BUSINESS INSIDER: When did you fall in love with beer?
JIM KOCH: My father was a brewmaster, so I grew up around beer and around breweries. I remember having my first beer at the age of four. I liked it.
BI: That was it?
JK: I still like it.
BI: People around the world used to raise their nose at American beer.
JK: (People used to say that) it’s cheap, cold, fizzy, and in a can that you can crush on your forehead.
BI: How has Sam Adams helped shift that perspective?
JK: It always at least annoyed, maybe pissed me off, when I heard those stereotypes of American beer.
Coming from a family of brewmasters, I knew that there was a time when American breweries were making some of the best beer in the world — that was back in the 19th century, maybe up until Prohibition.
But I knew that American brewers could make great beer. When I started Sam Adams, that was my objective among others: to change the way Americans, and ultimately the entire world, thought about American beer.
It is happening. Not just thanks to Sam Adams, but there are now 3,000 independent brewers who share our passion for great beer and for the brewer’s art.
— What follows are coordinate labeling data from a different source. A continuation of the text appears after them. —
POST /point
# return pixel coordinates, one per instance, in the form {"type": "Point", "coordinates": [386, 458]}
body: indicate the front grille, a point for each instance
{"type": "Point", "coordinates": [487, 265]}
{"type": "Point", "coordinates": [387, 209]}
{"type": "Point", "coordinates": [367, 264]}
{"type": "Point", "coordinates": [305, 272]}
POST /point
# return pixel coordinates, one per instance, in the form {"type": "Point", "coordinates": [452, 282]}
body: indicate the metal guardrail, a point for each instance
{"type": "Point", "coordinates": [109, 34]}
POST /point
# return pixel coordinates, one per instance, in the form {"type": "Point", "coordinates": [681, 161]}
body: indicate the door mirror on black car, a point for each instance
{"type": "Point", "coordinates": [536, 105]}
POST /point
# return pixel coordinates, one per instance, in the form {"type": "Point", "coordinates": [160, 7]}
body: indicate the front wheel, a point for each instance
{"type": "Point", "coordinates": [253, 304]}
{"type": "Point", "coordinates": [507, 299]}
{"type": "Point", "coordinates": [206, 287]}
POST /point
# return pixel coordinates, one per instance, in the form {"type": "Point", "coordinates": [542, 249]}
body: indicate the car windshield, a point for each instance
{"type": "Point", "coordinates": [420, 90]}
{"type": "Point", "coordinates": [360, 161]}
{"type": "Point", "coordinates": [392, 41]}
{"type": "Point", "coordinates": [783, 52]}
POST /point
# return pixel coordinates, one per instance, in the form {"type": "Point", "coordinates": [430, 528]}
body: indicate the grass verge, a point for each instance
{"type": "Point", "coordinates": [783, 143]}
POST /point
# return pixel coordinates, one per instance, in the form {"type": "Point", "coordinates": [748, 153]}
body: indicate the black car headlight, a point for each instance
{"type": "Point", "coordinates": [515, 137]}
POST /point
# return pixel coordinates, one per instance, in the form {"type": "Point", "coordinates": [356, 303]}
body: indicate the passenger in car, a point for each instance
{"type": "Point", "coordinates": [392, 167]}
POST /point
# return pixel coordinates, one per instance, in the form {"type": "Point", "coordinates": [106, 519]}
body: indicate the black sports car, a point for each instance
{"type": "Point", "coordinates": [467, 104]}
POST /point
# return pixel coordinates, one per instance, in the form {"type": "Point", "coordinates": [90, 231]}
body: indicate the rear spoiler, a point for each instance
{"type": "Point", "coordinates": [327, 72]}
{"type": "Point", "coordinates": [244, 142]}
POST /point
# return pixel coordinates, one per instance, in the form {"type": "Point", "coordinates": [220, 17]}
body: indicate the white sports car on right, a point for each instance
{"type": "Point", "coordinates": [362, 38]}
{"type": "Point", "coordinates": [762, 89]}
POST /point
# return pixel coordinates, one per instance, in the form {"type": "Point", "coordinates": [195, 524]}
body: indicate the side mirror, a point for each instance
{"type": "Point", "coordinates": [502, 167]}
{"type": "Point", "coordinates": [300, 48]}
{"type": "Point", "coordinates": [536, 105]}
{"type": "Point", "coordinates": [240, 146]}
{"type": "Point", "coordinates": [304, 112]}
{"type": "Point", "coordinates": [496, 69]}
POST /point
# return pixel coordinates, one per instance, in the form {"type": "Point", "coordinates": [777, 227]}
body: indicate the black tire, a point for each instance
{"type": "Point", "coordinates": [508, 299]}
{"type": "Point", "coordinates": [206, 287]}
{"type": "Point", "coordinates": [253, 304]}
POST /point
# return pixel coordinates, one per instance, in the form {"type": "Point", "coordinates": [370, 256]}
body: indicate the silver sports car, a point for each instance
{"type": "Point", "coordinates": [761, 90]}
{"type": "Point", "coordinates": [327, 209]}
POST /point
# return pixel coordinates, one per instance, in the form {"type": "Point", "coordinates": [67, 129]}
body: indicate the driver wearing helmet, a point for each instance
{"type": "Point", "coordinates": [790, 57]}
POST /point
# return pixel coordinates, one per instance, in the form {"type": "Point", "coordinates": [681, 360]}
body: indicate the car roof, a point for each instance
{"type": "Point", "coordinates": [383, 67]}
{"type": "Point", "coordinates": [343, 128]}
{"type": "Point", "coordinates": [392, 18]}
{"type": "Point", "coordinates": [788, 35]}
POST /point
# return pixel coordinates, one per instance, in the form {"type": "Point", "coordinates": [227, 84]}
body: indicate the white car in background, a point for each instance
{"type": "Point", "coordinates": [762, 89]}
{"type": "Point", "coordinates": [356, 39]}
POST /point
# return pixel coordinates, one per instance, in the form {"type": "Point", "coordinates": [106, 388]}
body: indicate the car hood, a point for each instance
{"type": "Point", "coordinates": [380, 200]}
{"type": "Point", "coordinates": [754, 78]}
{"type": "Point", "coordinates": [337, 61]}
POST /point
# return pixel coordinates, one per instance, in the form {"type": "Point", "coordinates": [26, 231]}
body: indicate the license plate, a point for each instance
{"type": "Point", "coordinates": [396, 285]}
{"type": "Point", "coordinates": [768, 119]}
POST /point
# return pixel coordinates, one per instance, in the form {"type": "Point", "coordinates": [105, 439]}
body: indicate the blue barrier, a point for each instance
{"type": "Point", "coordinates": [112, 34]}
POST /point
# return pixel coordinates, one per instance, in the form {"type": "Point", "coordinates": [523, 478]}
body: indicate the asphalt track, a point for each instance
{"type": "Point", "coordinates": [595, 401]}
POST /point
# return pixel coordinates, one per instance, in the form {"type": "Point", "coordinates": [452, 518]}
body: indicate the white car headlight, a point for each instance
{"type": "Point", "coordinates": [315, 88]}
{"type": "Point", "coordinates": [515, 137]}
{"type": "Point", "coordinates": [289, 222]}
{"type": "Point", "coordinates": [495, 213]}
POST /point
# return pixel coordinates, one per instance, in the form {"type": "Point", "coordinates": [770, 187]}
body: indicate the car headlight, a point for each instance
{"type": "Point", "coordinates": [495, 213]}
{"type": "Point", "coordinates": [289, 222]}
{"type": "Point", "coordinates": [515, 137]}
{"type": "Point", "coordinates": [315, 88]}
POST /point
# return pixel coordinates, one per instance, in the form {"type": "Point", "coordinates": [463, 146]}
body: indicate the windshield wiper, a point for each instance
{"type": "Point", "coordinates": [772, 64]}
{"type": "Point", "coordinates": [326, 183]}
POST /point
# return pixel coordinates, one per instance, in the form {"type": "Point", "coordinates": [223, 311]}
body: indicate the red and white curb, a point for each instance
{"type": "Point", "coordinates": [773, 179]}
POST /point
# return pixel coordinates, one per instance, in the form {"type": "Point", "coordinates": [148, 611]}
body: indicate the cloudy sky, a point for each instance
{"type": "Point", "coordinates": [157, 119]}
American beer has gone from the laughing stock of the world to the envy of the world.
BI: Is that a case of “disruption”?
JK: I love disruption. To me, disruption means that you see the way things are, and you’re able to see a better way and see a path from where we are now to this better way. You may not foresee every difficulty, but you have a vision of where things can and should be.
BI: What’s an example of spotting value that other people may have overlooked?
JK: There’s only a small part of the hops, certain alpha acids and polyphenols, certain oil constituents, that we want in the beer.
For centuries, hops have been harvested at the wrong time. They’re usually harvested when they look most beautiful — everybody assumed that was the peak of their brewing value.
I select every batch of hops for Sam Adams, and I was noticing that the ones that scored high on visuals didn’t score as high on aromatics. It turns out that the aromatics and the oils that you really want continue to mature while the physical appearance degrades.
If you focus on just the value added, the hops don’t look that great, but they give you the best flavour.
BI: How does that perspective carry over to your management style?
JK: I try not to manage, because most people know how to do their job better than I know. To me, leadership is more about living and modelling the behaviours and the values that you want people to embrace.
The values you want to live have to come from your own living heart. You have to be the best model of those values. You have to push yourself to the highest possible standard, because it’s not reasonable to expect anybody else to have a higher standard than you do as a leader.
BI: Perhaps most importantly, you recently lit up the Internet with a scientific insight about how you can drink all night without getting drunk. All it takes is a little yeast — how does that work?
JK: It’s in the chemistry of the yeast and the makeup of the yeast cell. There is an enzyme called “alcohol dehydrogenase,” the same enzyme you have in your liver where you break down ethanol molecules.
If you put that in your stomach with the beer at about the same time, your stomach will break up the yeast, and the enzyme will break up about half of the ethanol into hydrocarbons, oxygen, and the other constituents that make up the ethanol molecule. The alcohol never gets into your blood.